"I don't care who you are or what stage of life you're in, if you go down one person who is truly proud of you, there's going to be a cavernous hole greeting you every day. And good luck filling it."
An infrequent, random topic, collection of thoughts that caught my fancy when I just happen to be near a computer.
While there are enough blogs on political topics, I decided to go ahead and capture my own disappointment at the Supreme Court declining review the Padilla case. My feelings are that the issue was important enough to have an unambiguous decision from the high court. Instead we have the 4th circuit decision, where even the author of that decision was concerned that administration maneuver signaled concern that the Bush administration was shaky on their chances.
My position has been that we should not fear our court system.
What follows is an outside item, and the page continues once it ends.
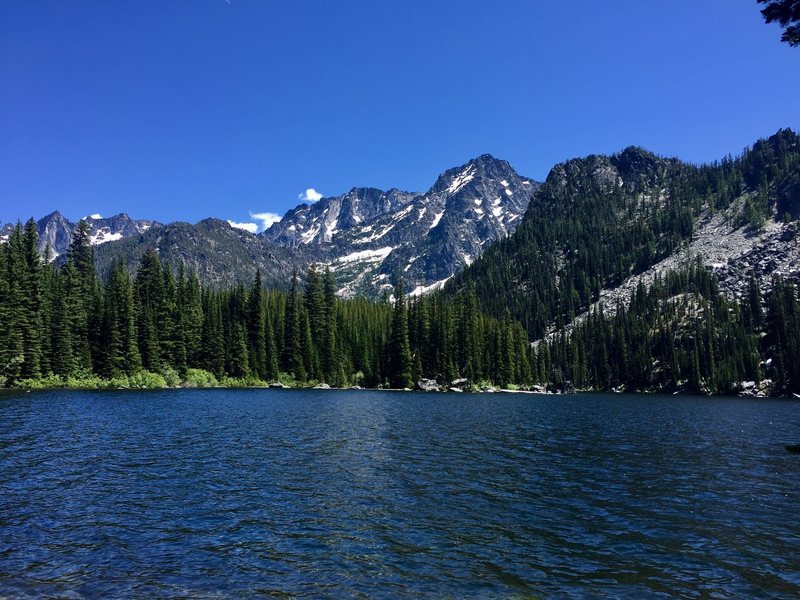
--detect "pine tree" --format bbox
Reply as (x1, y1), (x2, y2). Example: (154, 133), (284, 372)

If our elected leaders are gaming the justice branch, then their own arguments appear weakened and the justice system is unfairly maligned as not worthy of public trust.
But then, that is the whole thrust of the administration's case. Holding Padillia outside the legal system is an indictment that the courts are not equipped to handle terrorism cases. Similar action of bypassing the FISA court creates a concern that either much of the justice system is broken, or the administration does not show adequate respect for the law. Either is a disturbing situation, but my own view is that the weight of evidence is on the latter position.
Even if the administration truly believes there is a problem with the justice system, then they have an obligation to air those issues and seek solutions within the system. After all, what has been gained from going around the court, rather than tackling the issue head on? We have an unclear position on detaining civilians w/o due process. A discussion on wire tap powers is going on now in a position of embarrassment, instead of dignified rule of law. And the courts now have to be more skeptical about the legality of evidence.
Too many corners have been cut and we would have been well served by the Supreme Court at least hearing the case to make it clear that the administration has to get on better legal footing. Instead, we're likely to see a few more years of the courts being undermined, when there is no indication that the courts are predisposed from working in the best interests of the country in the first place. Sure, we'd get decisions against individual's positions (including mine). But the upside is that at least we'd all know where things stand with legal conviction and could appeal to legislators to make improvements. I hope that's they way people want government to work.